La coopérative, qui a fait appel de la décision de l’Autorité de la concurrence auprès de la cour d’appel de Paris, lui demande - en plus de statuer sur le fond de l’affaire, ce qui pourra prendre des années - de surseoir immédiatement à l’exécution de la sanction, c’est-à-dire son paiement. Là-dessus, seule l’autorite judiciaire est compétente. Bercy, ni aucun autre ministère, ne l’est. L’appel de la décision par la Cooperl ne suspend pas non plus l’exécution de la sanction.
Promis juré
La Cooperl prévoit, qu’outre le paiement de l’amende, elle devra trouver rapidement 100 ME. La raison ? Elle perdrait la confiance des assurances crédit, ce qui ne lui permettrait plus, en partie, de se financer grâce au crédit fournisseur. C’est donc une somme de 135 millions que la coopérative doit pouvoir trouver rapidement. Rien d’étonnant alors à ce que des économies drastiques soient envisagées, lesquelles peuvent viser les installations. «Certains sites sont sur la sellette. [...] Le plan est presque prêt», explique le directeur général. Sont particulièrement visées les douze usines appartenant anciennement à Brocéliande et à la Financière Turenne Lafayette, dont la coopérative avait repris les actifs après la demande du Comité interministériel de restructuration industrielle (Ciri) en s’engageant a conserver l’activité et les emplois. «Si nous sommes condamnés sur la base d’un faux, nous nous estimons complètement libérés des engagements pris avec l’État», justifie-t-il, arguant des surcapacités industrielles. Outre des menaces sur l’emploi pour essayer d’éviter le paiement de l’amende, c’est là l’axe principal de défense de la Cooperl : son innocence qu’elle clame depuis le début de l’instruction.
Un faux carnet de notes ?
«Le document qui nous condamne est un faux», se défend Emmanuel Commault. Il fait référence au fameux carnet du directeur commercial du groupe Aoste (filiale de Campofrio), que ce dernier a remis à l’Autorité de la concurrence lors de sa demande de clémence. «L’Autorité de la concurrence a été instrumentalisée», renchérit Me Frédéric Bélot, avocat de la coopérative qui a porté plainte pour faux, usage de faux et dénonciation calomnieuse.

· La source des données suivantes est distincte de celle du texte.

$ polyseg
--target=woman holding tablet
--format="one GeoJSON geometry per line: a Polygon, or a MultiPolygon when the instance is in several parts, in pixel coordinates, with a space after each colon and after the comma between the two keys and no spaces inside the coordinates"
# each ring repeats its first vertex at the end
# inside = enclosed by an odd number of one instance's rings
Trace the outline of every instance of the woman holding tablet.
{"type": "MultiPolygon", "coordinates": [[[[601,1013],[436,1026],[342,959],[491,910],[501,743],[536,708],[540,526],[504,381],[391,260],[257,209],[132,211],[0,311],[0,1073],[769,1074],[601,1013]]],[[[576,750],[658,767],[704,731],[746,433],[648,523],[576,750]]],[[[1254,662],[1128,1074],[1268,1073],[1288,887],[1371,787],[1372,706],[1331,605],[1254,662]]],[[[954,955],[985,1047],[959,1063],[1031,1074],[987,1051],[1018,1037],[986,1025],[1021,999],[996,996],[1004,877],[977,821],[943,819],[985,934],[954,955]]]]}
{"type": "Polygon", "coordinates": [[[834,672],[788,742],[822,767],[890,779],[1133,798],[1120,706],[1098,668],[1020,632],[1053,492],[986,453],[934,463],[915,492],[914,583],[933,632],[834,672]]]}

Une nouvelle expertise réalisée à la demande de la Cooperl sur la base de scans dudit carnet vient asseoir la défense. «Il est manifeste [...] que le document présenté comme un carnet d’appels téléphoniques a été fabriqué de toutes pièces», affirme l’experte en graphologie agréée à la cour d’appel et à la Cour de cassation dans son rapport. Elle estime que le cahier ne porte aucune trace de manipulation ni d’usure ou de vieillissement. «Le contenu de ce carnet a fait l’objet d’une expertise diligentée par l’Autorité qui n’a pas conclu à un faux, rétorque l’Autorité de la concurrence. La décision de l’Autorité ne repose pas uniquement sur ce carnet, mais sur un faisceau d’indices et des pièces saisies aux sièges des entreprises lors des opérations de visites et saisies.»
Trois fois sans frais
L’autorité administrative indépendante se défend également d’avoir prononcé une sanction excessive. «Nos sanctions sont proportionnées à la gravité des faits, au dommage causé et, bien entendu, sont proportionnées à la situation économico-financière des entreprises dont les possibilités de paiement sont vérifiées», assure- t-elle. «Si besoin, les entreprises sanctionnées ont la possibilité de solliciter auprès de la cour d’appel de Paris un sursis à exécution du paiement de l’amende ou un étalement de son paiement auprès du Trésor public.»
Ce à quoi Bercy a déjà répondu favorablement. «Le groupe [Cooperl] peut compter sur l’engagement du ministère de l’Économie, des Finances et de la Relance pour assurer la pérennité des activités et de l’emploi», signifie le ministère dans un communiqué du 21 octobre. Si l’exécution de la sanction n’est pas suspendue par la cour d’appel de Paris comme le demande la Cooperl, Bercy explique que le paiement pourra être fait «dans des conditions de délai compatibles avec la capacité de remboursement du groupe Cooperl Arc Atlantique afin que l’amende ne représente pas un risque pour l’activité du groupe et l’emploi de ses salariés».